NEW YORK CITY- Cool neighborhoods are becoming growth engines for urban renewal, expanding outside of large primary cities like New York City and San Francisco, to secondary and tertiary markets like Portland, Ore. and Charlotte, N.C., according to a recent report from Cushman & Wakefield titled Cool Streets of North America.
Neighborhoods like Williamsburg in Brooklyn and Manhattan's Bond Street in NoHo, have served as a blueprint for other 18-hour streets in different states. These so-called streets are considered hubs for restaurants and bars, or any other type of amenity that not only attracts Millennials but parents whose children have left the nest, Garrick Brown, vice president of retail intelligence for the Americas at Cushman & Wakefield, tells GlobeSt.com.

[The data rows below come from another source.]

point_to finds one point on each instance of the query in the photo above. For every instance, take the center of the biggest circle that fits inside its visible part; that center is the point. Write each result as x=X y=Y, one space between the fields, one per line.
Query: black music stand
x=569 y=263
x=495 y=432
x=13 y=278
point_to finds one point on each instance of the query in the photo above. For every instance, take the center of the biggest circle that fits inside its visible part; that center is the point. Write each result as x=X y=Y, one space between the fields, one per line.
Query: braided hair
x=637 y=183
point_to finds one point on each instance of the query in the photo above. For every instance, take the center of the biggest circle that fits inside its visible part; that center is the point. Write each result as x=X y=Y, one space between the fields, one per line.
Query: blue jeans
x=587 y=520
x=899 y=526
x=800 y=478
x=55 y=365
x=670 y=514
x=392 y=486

"Some think it's all millennials who are about urban living and underestimate the great number of empty nesters," he said.
Secondary and tertiary markets have become more driven toward urban living over the past several years. From 2010 to 2015, the urban population growth rate went up 21%, wherein previous years the norm had been 10%, according to the C&W report.
At the start, C&W approached the "cool streets" research from a retail point of view, but as the team dove into what was driving the growth, they realized the majority of the market preferred to locate to a live-work-play environment, free of long commutes. "The name of the report sounds like we're blogging about cool places to visit, but we were trying to figure out what's driving urban growth because it's a real phenomenon," Brown said.